1. Although incarcerated in a federal penitentiary and under the jurisdiction of the United States Parole Commission, petitioner is still considered to be a state prisoner. See Banks v. Smith, 377 F.Supp.2d 92, 94 (D.D.C. 2005) ("when considering a writ of habeas corpus a prisoner of the District of Columbia is considered a State prisoner[] when the prisoner is held under a conviction of the D.C. Superior Court").
2. On numerous instances in his moving papers, petitioner has noted that the prosecutor in his case, G. Paul Howes, was sanctioned for his conduct in this case (see In re Howes, 123 N.M. 311, 940 P.2d 159 (1997)) and was ultimately disbarred in the District of Columbia for conduct in other cases (see In re Howes, 39 A.3d 1, 25, as amended nunc pro tunc, 52 A.3d 1 (D.C. 2012)). Pet. at 4; Amend. Pet. at II, 4.
3. As explained more fully below, a motion pursuant to D.C. Code § 23-110 is "a remedy analogous to 28 U.S.C. § 2255 for prisoners sentenced in D.C. Superior Court who wish[] to challenge their conviction or sentence." Blair-Bey v. Quick, 151 F.3d 1036, 1042, on reh'g, 159 F.3d 591 (D.C. Cir. 1998).

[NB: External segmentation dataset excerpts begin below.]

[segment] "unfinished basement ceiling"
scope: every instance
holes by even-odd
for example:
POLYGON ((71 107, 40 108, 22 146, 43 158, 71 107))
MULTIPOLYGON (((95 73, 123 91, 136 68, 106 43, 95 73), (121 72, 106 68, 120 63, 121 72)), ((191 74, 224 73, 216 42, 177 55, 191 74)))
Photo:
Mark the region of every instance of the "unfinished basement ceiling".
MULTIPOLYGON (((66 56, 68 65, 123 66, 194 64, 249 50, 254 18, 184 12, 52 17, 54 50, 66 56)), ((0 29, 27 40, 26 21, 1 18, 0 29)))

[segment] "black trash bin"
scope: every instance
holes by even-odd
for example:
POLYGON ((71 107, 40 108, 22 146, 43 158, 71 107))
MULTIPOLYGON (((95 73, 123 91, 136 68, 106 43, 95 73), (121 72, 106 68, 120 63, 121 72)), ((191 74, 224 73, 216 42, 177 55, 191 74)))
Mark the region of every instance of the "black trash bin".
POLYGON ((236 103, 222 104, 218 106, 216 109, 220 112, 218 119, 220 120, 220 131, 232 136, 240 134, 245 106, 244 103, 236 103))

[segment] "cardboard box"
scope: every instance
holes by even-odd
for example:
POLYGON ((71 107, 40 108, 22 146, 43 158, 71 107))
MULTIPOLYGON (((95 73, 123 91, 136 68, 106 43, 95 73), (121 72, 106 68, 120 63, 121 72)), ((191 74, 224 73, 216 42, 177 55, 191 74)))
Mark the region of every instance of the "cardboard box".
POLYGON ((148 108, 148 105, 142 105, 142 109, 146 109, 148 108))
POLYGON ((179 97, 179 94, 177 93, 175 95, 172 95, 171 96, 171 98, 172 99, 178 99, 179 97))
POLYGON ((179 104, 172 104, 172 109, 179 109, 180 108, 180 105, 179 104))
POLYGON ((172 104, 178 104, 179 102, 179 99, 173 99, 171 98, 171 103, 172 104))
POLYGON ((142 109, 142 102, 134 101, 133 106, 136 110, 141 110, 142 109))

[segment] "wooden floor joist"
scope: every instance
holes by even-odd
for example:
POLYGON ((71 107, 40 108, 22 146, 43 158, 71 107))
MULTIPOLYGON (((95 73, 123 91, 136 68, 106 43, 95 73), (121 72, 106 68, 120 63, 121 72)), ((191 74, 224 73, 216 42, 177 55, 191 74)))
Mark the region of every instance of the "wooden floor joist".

4. In 1997, Congress passed the "National Capital Revitalization and Self-Government Improvement Act of 1997" which abolished the District of Columbia Parole Board and instead gave responsibility to the United States Parole Commission to conduct parole hearings for those individuals convicted in the District of Columbia Superior Court. Sellmon v. Reilly, 551 F.Supp.2d 66, 68 (D.D.C. 2008). Because the Commission uses the same statutes and regulations that the Parole Board did, this Report and Recommendation will occasionally change references to the Parole Board to "the Commission" for sake of clarity.
5. The aggravating factors considered by [the Commission] include but are not limited to the following: a. There has been repeated failure under any form of community supervision (probation, parole, bail, diversion program). b. The instant offense involved ongoing criminal behavior or leadership role in an organized, criminal venture (e.g., an organized drug distribution operation). c. There is a lengthy history of criminally-related alcohol and/or substance abuse. d. There is a history of repetitive sophisticated, assaultive, or fraudulent criminal behavior (including the current offense). e. There is an unusually extensive or serious prior record (at least five felony convictions). f. The instant offense involved unusual cruelty to victim(s) or involved especially vulnerable victims (e.g., children or elderly victims of assaultive or fraudulent behavior). g. There has been repeated or extremely serious negative institutional behavior. h. There has been opportunity but little/no effort made toward rehabilitation/preparation for remaining crime-free if returned to the community. i. The offender poses a serious threat to self or others and adequate resources are not available in the community.

Hall, 672 A.2d at 1052 (quoting District of Columbia Board of Parole, Policy Guidelines § VI(A)(2) (April 27, 1992).